Каждый раз, когда я возвращалась домой, Марк встречал меня в проеме двери гостиной, босиком, с непременной ручкой, висящей колпачком вверх у второй пуговицы расстегнутого ворота рубашки, с книжкой, прихваченной на нужной странице указательным пальцем. Я подставляла губы под его поцелуй и, усталая, брела на кухню, где он уже наливал для нас чай, и какой-то легкий ужин, сделанный мною загодя, вынимался из холодильника, и мы садились за стол, он изучающе смотрел на меня и спрашивал оживленно: «Ну что? Давай рассказывай». И я рассказывала ему обо всех новостях прошедшего дня, все, о чем я думала и что приходило мне в голову, для разрядки даже опускаясь до забавных сплетен.
Если новость или мысль ему нравилась или казалась важной, он тут же подхватывал ее, по-своему интерпретируя, поворачивая какой-то новой, неожиданно раскрашенной стороной, так что в ней появлялась сразу дополнительная, не замеченная мной раньше ниточка, иногда ведущая к новой, еще лишь слегка осязаемой идее. И если Марк считал нужным, он сразу записывал ее двумя-тремя понятными только ему одному фразами в блокнот, который он всегда носил с собой в кармане брюк.
А потом он рассказывал о своем дне, о том, что происходило с ним, тут же, с ходу, как я догадывалась, что-то допридумывая, и порой это было забавно, а часто просто смешно, и мы оба смеялись, и я смотрела на него и думала: «Мне не скучно с тобой, Марк».
И проходила усталость, и, если не было слишком поздно и не требовалось что-то срочно доделывать на завтра, мы могли сидеть так час или два, забираясь иногда в дебри специального вопроса, над которым он или я, а часто мы оба одновременно, работали. Или болтали о чем-то отвлеченном, о какой-нибудь забавной чепухе – какая разница, когда все в удовольствие.
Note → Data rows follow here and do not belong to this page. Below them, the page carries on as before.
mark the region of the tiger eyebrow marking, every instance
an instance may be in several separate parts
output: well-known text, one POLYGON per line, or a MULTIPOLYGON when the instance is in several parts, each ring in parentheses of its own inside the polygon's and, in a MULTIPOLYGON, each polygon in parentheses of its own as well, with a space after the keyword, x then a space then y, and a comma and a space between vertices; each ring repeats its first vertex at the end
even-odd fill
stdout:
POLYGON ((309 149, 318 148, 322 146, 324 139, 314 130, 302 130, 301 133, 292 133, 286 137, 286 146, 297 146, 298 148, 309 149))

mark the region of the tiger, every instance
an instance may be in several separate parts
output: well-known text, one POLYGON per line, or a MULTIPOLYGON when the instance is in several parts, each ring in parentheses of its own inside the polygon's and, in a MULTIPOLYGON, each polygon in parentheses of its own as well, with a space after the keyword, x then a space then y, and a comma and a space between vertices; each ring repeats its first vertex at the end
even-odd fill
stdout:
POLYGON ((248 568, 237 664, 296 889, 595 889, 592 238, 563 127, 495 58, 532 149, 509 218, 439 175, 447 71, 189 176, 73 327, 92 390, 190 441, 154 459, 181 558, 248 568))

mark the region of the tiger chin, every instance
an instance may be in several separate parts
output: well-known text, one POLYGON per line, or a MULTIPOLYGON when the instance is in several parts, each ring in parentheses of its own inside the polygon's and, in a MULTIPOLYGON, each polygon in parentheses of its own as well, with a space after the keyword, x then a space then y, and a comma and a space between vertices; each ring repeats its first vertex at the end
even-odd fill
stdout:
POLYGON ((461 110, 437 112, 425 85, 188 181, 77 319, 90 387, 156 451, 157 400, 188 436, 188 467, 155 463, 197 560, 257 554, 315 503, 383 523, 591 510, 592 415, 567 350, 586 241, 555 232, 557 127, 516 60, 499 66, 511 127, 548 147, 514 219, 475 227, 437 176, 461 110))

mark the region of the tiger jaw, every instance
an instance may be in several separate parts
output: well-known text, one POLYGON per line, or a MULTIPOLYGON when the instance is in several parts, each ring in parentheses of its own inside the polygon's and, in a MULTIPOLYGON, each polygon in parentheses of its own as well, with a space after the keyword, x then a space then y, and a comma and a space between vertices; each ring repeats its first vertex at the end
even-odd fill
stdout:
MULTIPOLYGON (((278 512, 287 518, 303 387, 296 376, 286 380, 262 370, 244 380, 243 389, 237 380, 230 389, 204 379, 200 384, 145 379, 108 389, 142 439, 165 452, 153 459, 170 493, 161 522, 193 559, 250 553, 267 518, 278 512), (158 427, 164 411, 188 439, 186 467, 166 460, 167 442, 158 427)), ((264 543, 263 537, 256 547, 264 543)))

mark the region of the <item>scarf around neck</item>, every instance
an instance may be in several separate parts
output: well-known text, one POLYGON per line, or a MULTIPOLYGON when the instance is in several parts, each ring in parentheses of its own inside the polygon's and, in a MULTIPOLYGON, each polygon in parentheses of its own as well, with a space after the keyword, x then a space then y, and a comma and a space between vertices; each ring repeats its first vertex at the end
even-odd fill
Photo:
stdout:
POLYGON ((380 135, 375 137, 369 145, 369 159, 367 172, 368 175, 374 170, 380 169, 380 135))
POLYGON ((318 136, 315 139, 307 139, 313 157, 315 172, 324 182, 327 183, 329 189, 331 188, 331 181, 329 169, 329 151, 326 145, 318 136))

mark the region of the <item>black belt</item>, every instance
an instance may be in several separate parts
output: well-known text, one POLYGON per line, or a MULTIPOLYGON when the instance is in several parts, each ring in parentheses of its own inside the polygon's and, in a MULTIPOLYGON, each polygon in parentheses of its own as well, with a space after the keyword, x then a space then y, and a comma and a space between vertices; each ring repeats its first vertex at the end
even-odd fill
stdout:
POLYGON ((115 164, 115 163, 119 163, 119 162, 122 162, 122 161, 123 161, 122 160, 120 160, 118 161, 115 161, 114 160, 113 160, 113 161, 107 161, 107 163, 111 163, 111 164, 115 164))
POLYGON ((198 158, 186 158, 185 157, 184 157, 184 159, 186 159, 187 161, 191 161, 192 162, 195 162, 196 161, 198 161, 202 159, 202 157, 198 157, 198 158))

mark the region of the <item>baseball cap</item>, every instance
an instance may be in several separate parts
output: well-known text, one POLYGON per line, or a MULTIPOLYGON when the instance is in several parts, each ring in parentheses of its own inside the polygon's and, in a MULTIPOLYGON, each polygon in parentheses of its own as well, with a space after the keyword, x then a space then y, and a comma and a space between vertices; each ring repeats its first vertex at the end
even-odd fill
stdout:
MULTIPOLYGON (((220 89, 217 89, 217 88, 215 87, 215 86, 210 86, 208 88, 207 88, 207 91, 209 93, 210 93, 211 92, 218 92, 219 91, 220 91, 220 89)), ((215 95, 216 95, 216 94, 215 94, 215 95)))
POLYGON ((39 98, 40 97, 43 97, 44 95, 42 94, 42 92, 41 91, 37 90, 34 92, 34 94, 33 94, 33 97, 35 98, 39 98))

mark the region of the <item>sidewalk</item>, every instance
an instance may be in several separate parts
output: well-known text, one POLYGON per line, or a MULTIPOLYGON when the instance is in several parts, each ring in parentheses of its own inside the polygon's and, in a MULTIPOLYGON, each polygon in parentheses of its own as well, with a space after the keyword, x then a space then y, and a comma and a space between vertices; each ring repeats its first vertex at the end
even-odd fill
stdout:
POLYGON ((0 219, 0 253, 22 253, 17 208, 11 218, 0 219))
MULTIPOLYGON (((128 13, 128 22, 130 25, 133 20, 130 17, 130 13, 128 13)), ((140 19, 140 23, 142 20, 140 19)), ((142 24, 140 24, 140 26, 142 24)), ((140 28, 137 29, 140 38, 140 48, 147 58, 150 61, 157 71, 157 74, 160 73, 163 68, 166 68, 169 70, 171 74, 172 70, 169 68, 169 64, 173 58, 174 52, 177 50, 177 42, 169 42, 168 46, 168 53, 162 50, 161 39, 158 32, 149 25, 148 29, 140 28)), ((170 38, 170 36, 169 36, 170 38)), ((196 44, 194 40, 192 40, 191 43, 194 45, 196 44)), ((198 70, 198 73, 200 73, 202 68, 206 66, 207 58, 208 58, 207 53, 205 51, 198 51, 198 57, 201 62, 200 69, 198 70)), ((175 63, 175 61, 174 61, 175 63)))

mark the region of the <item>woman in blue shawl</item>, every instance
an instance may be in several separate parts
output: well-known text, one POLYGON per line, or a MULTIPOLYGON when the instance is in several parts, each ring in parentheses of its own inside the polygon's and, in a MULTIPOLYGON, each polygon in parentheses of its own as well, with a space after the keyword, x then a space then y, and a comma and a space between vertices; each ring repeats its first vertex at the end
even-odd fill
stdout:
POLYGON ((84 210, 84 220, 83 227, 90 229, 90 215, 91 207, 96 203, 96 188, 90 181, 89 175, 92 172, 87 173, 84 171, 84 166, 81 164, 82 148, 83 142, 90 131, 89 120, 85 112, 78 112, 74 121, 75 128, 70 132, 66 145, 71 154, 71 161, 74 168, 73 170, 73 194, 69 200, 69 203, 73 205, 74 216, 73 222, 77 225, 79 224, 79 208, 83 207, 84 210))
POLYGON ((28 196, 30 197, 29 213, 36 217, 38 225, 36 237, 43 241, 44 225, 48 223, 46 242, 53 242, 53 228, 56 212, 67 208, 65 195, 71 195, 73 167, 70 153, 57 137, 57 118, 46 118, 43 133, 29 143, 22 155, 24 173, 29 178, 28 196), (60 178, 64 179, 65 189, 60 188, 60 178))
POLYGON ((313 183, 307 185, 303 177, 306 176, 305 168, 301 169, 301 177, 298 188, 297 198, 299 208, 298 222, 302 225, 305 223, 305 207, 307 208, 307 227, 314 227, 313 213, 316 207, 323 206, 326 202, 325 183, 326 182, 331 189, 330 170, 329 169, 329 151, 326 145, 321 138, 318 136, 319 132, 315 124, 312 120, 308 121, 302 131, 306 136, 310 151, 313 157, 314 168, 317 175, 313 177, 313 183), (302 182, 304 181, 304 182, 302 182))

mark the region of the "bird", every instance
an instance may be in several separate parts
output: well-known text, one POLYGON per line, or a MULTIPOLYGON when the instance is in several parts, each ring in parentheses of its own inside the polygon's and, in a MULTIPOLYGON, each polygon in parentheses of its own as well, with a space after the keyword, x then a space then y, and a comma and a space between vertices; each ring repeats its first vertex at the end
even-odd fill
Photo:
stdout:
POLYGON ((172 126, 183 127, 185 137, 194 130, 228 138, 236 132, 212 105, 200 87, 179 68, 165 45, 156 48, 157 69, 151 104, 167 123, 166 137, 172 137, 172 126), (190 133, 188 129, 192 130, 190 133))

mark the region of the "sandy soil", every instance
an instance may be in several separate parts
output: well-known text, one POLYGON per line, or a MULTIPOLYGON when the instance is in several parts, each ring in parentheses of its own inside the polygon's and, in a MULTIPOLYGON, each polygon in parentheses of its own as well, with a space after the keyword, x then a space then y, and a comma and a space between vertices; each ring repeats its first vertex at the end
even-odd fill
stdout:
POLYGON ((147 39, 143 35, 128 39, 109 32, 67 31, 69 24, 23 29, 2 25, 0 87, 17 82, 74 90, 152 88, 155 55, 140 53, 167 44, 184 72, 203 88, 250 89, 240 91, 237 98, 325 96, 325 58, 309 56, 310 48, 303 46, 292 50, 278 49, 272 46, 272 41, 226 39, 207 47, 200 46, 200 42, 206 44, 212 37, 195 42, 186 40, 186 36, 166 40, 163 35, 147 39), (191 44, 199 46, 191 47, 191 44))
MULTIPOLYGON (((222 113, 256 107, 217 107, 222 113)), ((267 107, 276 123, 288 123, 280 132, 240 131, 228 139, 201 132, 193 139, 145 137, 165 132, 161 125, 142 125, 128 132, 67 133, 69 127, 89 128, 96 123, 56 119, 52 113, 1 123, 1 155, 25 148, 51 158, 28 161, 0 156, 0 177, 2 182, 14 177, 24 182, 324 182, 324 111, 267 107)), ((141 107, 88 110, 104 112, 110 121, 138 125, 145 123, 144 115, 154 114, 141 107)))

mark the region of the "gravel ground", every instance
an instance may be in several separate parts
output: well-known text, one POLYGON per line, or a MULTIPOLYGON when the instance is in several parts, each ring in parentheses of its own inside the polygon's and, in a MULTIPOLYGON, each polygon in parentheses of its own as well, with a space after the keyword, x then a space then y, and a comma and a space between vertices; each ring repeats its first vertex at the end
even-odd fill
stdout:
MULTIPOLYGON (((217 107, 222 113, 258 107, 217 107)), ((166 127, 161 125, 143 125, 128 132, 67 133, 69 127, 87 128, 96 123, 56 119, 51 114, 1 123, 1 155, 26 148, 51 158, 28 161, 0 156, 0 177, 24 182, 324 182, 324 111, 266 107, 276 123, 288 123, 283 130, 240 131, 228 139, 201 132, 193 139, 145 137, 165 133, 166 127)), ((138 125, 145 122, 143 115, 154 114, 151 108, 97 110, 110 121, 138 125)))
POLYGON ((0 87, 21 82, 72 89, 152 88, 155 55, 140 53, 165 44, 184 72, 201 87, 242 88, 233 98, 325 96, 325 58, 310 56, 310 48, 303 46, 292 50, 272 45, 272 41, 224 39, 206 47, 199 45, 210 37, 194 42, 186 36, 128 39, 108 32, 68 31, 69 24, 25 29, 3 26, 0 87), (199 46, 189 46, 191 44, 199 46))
Это и было, как я потом поняла, той самой позитивной динамикой, придававшей вкус, цвет и запах каждому новому дню. И, если что-то случалось со мной, первое, о чем я думала, – это как я буду сегодня вечером рассказывать о происшедшем Марку и какой будет его реакция. Впрочем, ничего серьезного мы за этими чаепитиями не обсуждали, серьезное не терпит суеты, для серьезного отводились, как правило, отдельный день и свежая голова.
Глава тринадцатая
Но это было потом, а тогда, когда Марк так неожиданно и, как мне показалось, тут же сам испугавшись своего безрассудства, предложил мне переехать к нему, я ничего не ответила сразу, создав этим напряженно повисшую паузу.